22 de abril de 2021
Por Caio César Rodrigues
Em 21/11/2017, a 36ª Câmara de Direito Privado do TJ/SP proferiu famosa decisão com entendimento de que, “por se tratar de bem imaterial com conteúdo patrimonial, em tese, não há óbice para que a moeda virtual possa ser penhorada para garantir a execução”, apenas negando provimento ao pedido de envio de ordem de penhora de eventuais criptomoedas do Executado por falta de comprovação da efetiva titularidade destes bens.
Desta forma, evidentemente houve a abertura de precedente para posteriores pedidos neste sentido, desde que comprovada sua a existência, deixando muitos advogados (as) bem animados à época com sua repercussão.
Entretanto, não é isso que vem ocorrendo. Desde então, outros julgamentos de casos semelhantes ocorreram, nos quais se observa constantemente enorme dificuldade para o deferimento da almejada medida de constrição de moedas virtuais para satisfação de Execução
Dentre estes julgados, em 05 de abril de 2021, foi proferido recente Acórdão nº 2021.0000251360, pela 17ª Câmara de Direito Privado do Tribunal de Justiça de São Paulo, no qual se evidencia bem o óbice existente.
Trata-se de recurso de agravo de instrumento, em que busca a Exequente pela modificação de decisão que indeferiu seu pedido de realização de pesquisas de valores perante as operadoras de criptomoedas, visando verificar se eventualmente a Executada detém tais valores, e, sendo positivo, fosse deferida sua penhora.
Neste sentido, o Exequente, visando preencher o requisito estabelecido pelo supramencionado precedente de 2017, busca a comprovação da titularidade destes ativos por parte do Executado, através da expedição de ofícios às exchanges, ou seja, às empresas que efetivamente armazenam e/ou negociam as moedas virtuais, para só então pretender pelo envio de ordem de penhora.
Contudo, o pedido recursal foi negado. Em sua fundamentação, explicam os julgadores que, ainda assim, seria necessária prévia comprovação nos autos de que efetivamente os Executados são possuidores do bem, e, fora isso, escoram seu entendimento de impossibilidade na ausência de regulamentação em relação a comercialização das moedas virtuais no Brasil.

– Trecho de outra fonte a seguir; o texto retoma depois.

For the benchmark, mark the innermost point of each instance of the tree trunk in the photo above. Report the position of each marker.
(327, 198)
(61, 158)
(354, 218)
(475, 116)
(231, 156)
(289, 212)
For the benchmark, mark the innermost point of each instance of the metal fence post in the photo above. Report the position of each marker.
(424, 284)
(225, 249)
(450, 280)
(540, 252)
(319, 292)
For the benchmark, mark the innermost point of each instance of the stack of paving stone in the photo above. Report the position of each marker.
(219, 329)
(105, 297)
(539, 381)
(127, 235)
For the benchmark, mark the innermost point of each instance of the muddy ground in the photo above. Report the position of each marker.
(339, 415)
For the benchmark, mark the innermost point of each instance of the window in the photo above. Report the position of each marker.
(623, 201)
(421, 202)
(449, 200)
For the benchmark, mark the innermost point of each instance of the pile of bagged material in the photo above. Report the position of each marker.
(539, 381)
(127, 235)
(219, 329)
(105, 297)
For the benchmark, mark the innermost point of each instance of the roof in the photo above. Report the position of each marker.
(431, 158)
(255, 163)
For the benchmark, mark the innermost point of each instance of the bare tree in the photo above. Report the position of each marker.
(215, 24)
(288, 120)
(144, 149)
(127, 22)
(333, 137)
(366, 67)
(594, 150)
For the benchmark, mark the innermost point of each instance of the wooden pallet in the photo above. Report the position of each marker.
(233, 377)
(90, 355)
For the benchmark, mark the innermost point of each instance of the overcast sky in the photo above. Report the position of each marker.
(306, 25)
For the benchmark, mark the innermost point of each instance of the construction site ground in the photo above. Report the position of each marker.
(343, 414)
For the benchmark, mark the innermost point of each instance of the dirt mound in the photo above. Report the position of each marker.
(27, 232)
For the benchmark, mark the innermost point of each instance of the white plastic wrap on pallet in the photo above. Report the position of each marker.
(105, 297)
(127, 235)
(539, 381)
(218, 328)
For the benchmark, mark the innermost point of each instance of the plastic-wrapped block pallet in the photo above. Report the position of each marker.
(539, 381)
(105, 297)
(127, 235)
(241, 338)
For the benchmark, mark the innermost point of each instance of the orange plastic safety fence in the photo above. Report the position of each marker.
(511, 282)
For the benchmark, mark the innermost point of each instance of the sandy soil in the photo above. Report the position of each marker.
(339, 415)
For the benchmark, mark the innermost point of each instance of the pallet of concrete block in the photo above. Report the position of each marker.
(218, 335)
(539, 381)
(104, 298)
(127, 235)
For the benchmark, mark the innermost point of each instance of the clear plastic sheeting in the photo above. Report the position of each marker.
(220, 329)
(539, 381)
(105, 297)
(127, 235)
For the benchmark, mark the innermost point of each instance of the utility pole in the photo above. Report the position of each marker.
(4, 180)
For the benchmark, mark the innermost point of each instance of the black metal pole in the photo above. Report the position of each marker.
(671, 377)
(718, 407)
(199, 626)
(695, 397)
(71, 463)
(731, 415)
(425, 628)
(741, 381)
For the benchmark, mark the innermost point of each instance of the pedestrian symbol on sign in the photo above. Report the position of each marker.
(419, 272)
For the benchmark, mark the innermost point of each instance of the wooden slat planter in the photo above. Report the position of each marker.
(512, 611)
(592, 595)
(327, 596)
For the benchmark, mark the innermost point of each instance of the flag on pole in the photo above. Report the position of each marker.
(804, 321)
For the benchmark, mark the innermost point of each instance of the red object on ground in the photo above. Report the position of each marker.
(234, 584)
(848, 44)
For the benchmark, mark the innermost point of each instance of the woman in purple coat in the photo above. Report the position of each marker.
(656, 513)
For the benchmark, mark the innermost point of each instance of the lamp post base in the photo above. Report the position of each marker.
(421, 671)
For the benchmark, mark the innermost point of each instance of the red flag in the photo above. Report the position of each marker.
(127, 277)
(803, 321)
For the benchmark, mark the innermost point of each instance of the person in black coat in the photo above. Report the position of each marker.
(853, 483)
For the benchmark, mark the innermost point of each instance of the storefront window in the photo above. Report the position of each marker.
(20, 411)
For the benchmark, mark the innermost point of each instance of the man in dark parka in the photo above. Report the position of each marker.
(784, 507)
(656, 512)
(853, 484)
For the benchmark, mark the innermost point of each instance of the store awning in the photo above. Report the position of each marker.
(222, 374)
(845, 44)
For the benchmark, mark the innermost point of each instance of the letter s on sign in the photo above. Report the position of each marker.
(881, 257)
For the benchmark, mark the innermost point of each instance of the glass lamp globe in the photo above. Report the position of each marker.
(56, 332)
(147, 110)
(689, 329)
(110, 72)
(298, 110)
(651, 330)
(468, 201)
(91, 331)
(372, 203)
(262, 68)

Baseiam-se os Magistrados no Comunicado nº 31.379, emitido pelo Banco Central em 16/11/2017 (anterior ao precedente), o qual faz saber que essas empresas “não são reguladas, autorizadas ou supervisionadas” pelo mesmo, não havendo, além disso, “arcabouço legal e regulatório relacionado com o Sistema Financeiro Nacional, dispositivo específico sobre moedas virtuais”, desta maneira não regulando nem supervisionando operações com moedas virtuais.
Com isso, se evidencia de forma límpida outro obstáculo apontado pelos Magistrados: justamente a não regulação das exchanges e das próprias operações com criptomoedas. Não se mostra de grande utilidade o entendimento precedente já mencionado – de que seria sim efetivamente possível a penhora de moedas virtuais – sendo que, evidentemente, não haverá como isto se concretizar de maneira prática.
Em outras palavras, de nada adianta ser reconhecida a penhorabilidade de criptomoedas, no passo em que, primeiro, não será possível realizar a busca de eventuais ativos através de expedição de ofício para comprovar sua existência, e, ainda que se consiga esta comprovação de alguma outra maneira, não será admito o pedido de envio de ordem de penhora efetivamente.
De acordo com a Crypto.com – empresa de pesquisa e análise de dados de criptomoedas – após realizar levantamento no final de 2020 junto a seis corretoras de criptomoedas atuantes no Brasil, foi constatado um notório crescimento tanto no número de usuários nestas exchanges, quanto na quantidade de negociações, evidenciando o aumento de adoção de investimentos em criptoativos por parte dos brasileiros.
Este fato, somado à já sabida crescente possibilidade da utilização de moedas virtuais para compra e venda no dia a dia, tanto no campo dos investimentos até como moeda de pagamento no varejo, cada vez mais ampla com o avanço tecnológico e a adaptação do mercado, torna a situação de fato preocupante. Isto porque, na medida em que boa parte do patrimônio de devedores, tanto empresas quanto pessoas físicas, poderá ser formado essencialmente de moedas virtuais, poderão não ser, portanto, atingidos em ações executórias.
Ante todo o exposto, se mostra de suma importância que o Banco Central comece a se adaptar às mudanças, já não tão recentes, no cenário monetário mundial, no qual o Brasil e os brasileiros estão cada vez mais presentes. Neste passo, a regulamentação e autorização do uso de moedas virtuais, mais que nunca, vem se mostrando imprescindíveis para diversas finalidades, entre elas, a viabilização de penhora destes bens para satisfação de Execuções.